L’exposition fournit une documentation étoffée par une salle pédagogique au sous-sol, des photographies de l’artiste, ses lithographies, dessins préparatoires retraçant le développement de ses projets. Le public est accueilli dès la grande nef, sa salle principale, par un rideau de nanas gonflables et son monumental “monstre du Loch Ness” (1993) brillant de mille feux, aux côtés de ses totems géants. Ils témoignent par ailleurs du souci du détail chez cette artiste obsessionnelle, capable d’alterner les matières et motifs sur une même œuvre.

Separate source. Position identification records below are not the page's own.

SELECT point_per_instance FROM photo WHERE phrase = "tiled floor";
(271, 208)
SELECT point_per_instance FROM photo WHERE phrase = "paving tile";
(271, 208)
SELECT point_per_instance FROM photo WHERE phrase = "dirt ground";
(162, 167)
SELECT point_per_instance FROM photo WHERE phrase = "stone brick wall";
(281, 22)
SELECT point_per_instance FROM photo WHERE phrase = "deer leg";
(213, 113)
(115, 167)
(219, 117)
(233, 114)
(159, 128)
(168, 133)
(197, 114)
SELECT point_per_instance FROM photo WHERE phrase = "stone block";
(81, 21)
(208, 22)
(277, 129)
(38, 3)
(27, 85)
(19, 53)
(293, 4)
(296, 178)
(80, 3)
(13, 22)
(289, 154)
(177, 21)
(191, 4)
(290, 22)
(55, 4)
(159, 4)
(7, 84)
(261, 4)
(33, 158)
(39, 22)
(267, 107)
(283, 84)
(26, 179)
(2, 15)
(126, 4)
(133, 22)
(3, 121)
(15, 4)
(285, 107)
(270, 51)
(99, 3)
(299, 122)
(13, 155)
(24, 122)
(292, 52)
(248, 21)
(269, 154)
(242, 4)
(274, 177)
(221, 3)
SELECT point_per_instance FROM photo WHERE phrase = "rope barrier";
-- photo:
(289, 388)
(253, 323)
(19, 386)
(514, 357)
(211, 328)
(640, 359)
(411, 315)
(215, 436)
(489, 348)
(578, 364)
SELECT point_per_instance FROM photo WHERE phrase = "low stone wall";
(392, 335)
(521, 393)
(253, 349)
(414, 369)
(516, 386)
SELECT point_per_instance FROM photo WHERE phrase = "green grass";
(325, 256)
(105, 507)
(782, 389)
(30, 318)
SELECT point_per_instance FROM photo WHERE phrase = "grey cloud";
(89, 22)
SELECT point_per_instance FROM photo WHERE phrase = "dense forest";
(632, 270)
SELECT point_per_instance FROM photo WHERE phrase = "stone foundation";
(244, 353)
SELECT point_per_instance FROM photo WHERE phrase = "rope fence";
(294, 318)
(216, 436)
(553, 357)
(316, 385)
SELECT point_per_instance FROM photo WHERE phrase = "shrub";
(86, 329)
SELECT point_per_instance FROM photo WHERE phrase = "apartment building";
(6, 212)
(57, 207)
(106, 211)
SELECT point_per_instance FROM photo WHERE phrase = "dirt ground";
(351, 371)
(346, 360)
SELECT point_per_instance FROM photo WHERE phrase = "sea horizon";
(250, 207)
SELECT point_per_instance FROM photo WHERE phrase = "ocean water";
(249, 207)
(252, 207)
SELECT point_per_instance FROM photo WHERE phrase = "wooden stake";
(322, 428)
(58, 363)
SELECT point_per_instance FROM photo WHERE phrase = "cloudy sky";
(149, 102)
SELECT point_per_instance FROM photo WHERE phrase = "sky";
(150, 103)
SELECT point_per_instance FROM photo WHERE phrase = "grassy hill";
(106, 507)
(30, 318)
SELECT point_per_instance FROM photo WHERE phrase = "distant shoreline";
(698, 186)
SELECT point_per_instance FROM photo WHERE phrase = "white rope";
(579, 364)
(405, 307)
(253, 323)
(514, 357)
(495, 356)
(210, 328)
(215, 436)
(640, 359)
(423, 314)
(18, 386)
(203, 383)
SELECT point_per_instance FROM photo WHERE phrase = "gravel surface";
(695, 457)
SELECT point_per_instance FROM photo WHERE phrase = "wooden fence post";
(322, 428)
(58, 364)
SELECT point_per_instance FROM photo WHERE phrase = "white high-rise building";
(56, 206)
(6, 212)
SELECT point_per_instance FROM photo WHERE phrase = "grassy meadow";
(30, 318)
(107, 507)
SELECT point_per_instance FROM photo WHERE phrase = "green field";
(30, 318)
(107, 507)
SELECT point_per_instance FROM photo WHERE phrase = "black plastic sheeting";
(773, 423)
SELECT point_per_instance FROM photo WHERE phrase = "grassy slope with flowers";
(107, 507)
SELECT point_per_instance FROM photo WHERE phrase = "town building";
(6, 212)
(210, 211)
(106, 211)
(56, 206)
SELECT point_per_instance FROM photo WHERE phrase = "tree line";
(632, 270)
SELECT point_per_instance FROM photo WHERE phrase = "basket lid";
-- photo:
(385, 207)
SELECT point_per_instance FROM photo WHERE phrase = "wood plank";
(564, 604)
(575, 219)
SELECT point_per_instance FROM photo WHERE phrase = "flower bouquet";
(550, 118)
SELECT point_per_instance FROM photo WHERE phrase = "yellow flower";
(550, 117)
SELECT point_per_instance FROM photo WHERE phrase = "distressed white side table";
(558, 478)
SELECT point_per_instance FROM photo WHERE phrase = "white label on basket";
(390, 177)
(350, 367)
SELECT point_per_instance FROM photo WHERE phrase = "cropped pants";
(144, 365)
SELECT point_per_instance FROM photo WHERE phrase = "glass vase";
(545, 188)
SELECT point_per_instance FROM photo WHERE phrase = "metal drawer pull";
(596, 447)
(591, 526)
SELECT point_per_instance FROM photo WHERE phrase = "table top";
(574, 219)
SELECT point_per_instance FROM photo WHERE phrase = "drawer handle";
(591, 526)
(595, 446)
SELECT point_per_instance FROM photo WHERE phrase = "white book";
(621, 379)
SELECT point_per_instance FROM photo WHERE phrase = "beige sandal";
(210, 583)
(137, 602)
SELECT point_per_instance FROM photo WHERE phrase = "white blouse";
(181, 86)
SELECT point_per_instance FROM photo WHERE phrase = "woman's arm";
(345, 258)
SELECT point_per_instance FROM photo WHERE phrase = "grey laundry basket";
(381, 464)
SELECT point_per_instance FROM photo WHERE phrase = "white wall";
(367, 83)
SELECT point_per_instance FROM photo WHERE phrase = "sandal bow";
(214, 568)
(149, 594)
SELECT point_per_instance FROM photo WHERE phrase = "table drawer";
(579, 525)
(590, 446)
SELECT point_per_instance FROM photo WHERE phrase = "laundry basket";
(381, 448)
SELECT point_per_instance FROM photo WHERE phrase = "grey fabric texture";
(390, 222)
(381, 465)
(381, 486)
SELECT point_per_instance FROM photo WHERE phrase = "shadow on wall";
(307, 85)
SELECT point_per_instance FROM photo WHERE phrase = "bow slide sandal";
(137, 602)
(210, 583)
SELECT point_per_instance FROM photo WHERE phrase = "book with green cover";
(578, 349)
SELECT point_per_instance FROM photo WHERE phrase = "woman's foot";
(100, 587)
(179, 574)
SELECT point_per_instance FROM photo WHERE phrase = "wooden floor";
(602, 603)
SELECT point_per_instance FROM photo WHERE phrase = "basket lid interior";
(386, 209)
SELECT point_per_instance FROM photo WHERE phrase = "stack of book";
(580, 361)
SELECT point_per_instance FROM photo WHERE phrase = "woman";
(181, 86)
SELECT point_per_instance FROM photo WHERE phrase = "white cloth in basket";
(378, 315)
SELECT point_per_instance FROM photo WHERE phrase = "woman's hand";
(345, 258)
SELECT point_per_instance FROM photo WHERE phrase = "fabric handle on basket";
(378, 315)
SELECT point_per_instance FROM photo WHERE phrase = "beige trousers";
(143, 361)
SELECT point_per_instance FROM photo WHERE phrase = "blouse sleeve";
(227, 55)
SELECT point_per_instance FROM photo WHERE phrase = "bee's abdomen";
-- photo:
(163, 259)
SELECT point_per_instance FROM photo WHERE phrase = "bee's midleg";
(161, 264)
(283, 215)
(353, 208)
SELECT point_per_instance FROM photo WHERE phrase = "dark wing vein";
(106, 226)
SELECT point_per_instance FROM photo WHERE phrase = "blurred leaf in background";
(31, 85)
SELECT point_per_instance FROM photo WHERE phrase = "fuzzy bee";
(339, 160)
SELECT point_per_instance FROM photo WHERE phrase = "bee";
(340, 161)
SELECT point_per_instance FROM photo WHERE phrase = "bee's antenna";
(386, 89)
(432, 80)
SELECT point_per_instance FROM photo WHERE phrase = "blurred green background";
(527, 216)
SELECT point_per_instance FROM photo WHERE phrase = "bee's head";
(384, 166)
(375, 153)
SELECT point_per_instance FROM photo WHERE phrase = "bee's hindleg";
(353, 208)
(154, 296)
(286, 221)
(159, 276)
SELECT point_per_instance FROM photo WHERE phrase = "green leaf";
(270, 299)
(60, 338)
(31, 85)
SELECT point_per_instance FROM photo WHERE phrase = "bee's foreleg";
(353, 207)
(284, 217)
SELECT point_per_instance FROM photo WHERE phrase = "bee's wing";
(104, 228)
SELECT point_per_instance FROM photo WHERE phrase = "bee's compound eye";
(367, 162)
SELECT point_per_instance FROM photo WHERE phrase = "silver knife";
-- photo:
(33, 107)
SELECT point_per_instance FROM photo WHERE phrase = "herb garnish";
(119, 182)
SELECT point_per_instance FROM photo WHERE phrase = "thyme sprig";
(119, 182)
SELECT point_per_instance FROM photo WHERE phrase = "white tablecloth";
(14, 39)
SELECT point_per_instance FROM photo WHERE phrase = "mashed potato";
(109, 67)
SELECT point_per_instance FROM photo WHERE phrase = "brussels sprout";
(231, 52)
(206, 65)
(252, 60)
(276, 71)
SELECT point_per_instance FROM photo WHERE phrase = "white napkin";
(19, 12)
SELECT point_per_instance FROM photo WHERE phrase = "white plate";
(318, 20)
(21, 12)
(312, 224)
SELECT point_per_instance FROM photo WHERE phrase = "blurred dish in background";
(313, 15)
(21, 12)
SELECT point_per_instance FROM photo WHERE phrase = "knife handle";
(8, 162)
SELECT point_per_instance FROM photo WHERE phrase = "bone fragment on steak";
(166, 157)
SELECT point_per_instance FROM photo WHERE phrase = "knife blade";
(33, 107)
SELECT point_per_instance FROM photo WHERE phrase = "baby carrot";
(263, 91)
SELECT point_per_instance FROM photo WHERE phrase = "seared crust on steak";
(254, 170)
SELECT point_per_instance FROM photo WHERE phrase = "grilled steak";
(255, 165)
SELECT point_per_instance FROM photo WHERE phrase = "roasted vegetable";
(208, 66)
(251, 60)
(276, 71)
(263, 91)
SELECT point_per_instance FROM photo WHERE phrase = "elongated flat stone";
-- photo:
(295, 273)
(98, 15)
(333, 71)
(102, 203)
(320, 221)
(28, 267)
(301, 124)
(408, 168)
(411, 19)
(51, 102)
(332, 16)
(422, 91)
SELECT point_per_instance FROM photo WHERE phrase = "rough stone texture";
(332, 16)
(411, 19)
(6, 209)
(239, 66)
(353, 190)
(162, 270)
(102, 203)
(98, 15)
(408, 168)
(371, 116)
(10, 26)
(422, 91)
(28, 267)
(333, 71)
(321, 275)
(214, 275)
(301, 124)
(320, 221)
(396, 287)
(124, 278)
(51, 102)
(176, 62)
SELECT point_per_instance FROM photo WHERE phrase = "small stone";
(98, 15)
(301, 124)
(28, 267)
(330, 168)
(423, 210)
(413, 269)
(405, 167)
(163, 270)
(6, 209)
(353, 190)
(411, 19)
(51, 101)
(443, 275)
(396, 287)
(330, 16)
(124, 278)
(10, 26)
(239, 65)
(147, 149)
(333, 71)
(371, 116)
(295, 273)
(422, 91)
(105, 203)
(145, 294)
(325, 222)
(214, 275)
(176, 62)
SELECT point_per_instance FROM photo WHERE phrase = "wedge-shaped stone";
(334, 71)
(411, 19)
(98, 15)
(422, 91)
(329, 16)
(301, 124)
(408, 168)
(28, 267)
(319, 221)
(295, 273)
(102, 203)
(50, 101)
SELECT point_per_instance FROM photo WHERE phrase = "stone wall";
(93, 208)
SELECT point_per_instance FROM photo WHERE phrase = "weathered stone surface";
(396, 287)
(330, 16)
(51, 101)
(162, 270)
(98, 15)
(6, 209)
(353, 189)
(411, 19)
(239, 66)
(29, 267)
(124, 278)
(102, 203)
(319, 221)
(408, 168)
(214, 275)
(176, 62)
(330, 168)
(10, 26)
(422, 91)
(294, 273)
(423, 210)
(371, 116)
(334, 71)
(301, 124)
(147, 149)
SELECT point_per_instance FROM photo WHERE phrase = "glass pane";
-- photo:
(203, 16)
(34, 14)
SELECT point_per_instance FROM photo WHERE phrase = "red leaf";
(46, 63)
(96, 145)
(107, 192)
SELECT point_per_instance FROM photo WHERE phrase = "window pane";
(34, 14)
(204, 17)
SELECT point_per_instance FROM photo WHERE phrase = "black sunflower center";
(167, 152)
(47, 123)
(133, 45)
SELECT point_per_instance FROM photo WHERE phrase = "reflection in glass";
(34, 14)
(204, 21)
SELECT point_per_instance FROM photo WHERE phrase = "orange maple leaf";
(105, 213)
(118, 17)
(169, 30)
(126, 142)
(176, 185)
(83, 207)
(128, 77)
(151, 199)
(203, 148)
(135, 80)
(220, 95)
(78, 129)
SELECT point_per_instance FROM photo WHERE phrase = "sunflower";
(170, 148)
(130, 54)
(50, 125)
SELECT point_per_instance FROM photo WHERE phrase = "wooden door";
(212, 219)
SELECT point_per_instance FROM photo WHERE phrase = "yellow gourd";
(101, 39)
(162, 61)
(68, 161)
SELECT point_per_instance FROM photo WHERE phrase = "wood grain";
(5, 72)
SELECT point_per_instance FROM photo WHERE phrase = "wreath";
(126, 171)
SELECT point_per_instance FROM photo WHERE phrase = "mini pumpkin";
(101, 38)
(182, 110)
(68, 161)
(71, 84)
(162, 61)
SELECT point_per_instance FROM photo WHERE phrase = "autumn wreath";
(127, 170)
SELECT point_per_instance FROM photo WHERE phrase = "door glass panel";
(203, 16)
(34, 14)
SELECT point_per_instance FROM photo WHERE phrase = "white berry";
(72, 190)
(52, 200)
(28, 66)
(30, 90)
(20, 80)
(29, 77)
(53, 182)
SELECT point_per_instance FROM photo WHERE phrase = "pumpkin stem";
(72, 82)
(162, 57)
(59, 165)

On découvre plus loin ses skinnies, figures sculptées creuses et filiformes, nées du besoin de l’artiste d’air, atteinte d’une maladie respiratoire causée par son travail. Une autre partie est dédiée à la création de ce jardin des Tarots installé en Toscane, qui lui a demandé vingt ans de travaux – avec la participation de son mari Jean Tinguely et de toute une équipe. Il fut inspiré par l’esthétique du Parc Güell de Gaudí et du Palais Idéal du Facteur Cheval. L’espace recrée le jeu des vingt-deux cartes, prenant vie au musée avec une documentation photographique des travaux, des sculptures, maquettes, lithographies de l’artiste. Chaque arcane est une architecture allégorique : la Roue de la fortune, le Magicien, un Oracle, le Prophète, la Papesse, cohabitant avec des créatures fantastiques. L’artiste a logé plusieurs années dans l’impératrice.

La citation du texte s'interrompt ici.